Result verification:

Use ps -ef | grep xxx to get the pid number of the current child process, and then use gdb attach pid to debug it

Check the status of the current lock and find that it is already in a deadlock state, or you have obtained an abandoned lock at the beginning (a lock that cannot be locked).

To debug the thread 12576, first use gdb to debug its process


Here, we can easily verify that the child process has deadlock and entered the blocking state, while the thread in the parent process is running normally (further reflecting the independence of the process).

3. Solutions

Solution ①: in multithreading, you can immediately call the exec function (process program replacement) in the child process of fork.
For the concept of process program replacement, see the link I gave in the preface.
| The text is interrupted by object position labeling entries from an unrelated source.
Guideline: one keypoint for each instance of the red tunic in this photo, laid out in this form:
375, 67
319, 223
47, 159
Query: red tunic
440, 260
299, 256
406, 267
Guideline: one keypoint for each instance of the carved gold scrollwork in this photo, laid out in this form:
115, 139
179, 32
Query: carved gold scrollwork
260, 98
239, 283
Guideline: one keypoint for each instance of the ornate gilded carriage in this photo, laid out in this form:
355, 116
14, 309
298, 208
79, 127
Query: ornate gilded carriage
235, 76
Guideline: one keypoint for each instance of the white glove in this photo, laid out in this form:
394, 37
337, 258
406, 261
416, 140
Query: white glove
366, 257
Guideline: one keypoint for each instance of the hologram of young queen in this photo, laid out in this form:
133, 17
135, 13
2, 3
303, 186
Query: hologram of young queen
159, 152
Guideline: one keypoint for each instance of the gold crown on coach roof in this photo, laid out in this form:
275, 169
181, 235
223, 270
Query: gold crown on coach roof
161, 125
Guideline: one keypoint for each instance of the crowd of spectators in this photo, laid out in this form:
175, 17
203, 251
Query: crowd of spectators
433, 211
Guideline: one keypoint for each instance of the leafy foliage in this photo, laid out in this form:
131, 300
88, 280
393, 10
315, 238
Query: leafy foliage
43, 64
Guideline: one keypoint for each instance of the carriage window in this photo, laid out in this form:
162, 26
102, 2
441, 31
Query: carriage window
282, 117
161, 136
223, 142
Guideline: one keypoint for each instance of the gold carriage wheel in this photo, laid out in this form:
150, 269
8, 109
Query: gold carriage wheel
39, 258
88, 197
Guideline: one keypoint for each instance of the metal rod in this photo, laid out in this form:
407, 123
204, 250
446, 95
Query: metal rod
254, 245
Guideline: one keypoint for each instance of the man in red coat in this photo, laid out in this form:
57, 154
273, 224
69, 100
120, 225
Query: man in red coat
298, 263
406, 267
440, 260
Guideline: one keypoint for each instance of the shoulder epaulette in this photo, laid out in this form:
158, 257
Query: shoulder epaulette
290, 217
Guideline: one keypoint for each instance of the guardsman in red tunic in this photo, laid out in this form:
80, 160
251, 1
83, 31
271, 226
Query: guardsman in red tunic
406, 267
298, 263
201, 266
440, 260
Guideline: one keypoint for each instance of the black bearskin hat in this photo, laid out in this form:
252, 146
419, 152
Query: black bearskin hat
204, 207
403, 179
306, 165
Solution ②: use pthread_atfork function.

int pthread_atfork(void (*prepare)(void), void (*parent)(void),void (*child)(void));

• The prepare:prepare processing function is called by the parent process before creating the child process in fork. The task of this function is to get all the locks defined by the parent process.
• The parent:parent processing function is created after the child process is created in fork, but is invoked in the parent process environment before fork returns. Its task is to unlock all locks obtained by prepare.
• The child:child processing function is invoked in the sub process environment before fork returns. Just like the parent processing function, it must also unlock all the locks in all prepare.

Code implementation:

#include <unistd.h>
#include <sys/wait.h>
#include <pthread.h>
#include <iostream>
using namespace std;


pthread_mutex_t mt;

void* pthreadFork(void * arg)
{
    pthread_detach(pthread_self());

    sleep(2);
    int ret = fork();
    if(ret < 0)
    {
        cout << "fork failed" << endl;
        return 0;
    }
    else if(ret == 0)
    {
        //child
        cout << "It's Child !" << endl;
        while(1)
        {
            pthread_mutex_lock(&mt);
            cout << "It's test pthreadFork_Child " << endl;
            pthread_mutex_unlock(&mt);
        }
    }
    else
    {
        //father
        cout << "It's father!" << endl;
        wait(NULL);
    }

    return NULL;
}

void* pthreadLock(void * arg)
{
    pthread_detach(pthread_self());
    while(1)
    {
        pthread_mutex_lock(&mt);
        cout << "It's pthreadLock" << endl;
        sleep(3);
        pthread_mutex_unlock(&mt);
        //The reason for sleeping for 1 second here is that the prepare function can get the lock
        sleep(1);
    }
    return NULL;
}

void prepare(void)
{
    pthread_mutex_lock(&mt);
    cout << "prepare: Get mutex success" << endl;
}

void child(void)
{
    pthread_mutex_unlock(&mt);
    cout << "child: release mutex success" << endl;
}
void parent(void)
{
    pthread_mutex_unlock(&mt);
    cout << "parent: release mutex success" << endl;
}

int main()
{
    pthread_t pid;

    int ret = pthread_atfork(prepare,parent,child);

    pthread_mutex_init(&mt,NULL);
    ret = pthread_create(&pid,NULL,pthreadFork,NULL);
    if(ret < 0)
    {
        cout << "pthread failed" << endl;
        return 0;
    }

    ret = pthread_create(&pid,NULL,pthreadLock,NULL);
    if(ret < 0)
    {
        cout << "pthread failed" << endl;
        return 0;
    }

    while(1)
    {
        sleep(1);
    }

    pthread_mutex_destroy(&mt);
    return 0;
}

Result verification:

It can be clearly found that the child process can operate the lock accordingly, which can solve this kind of problem.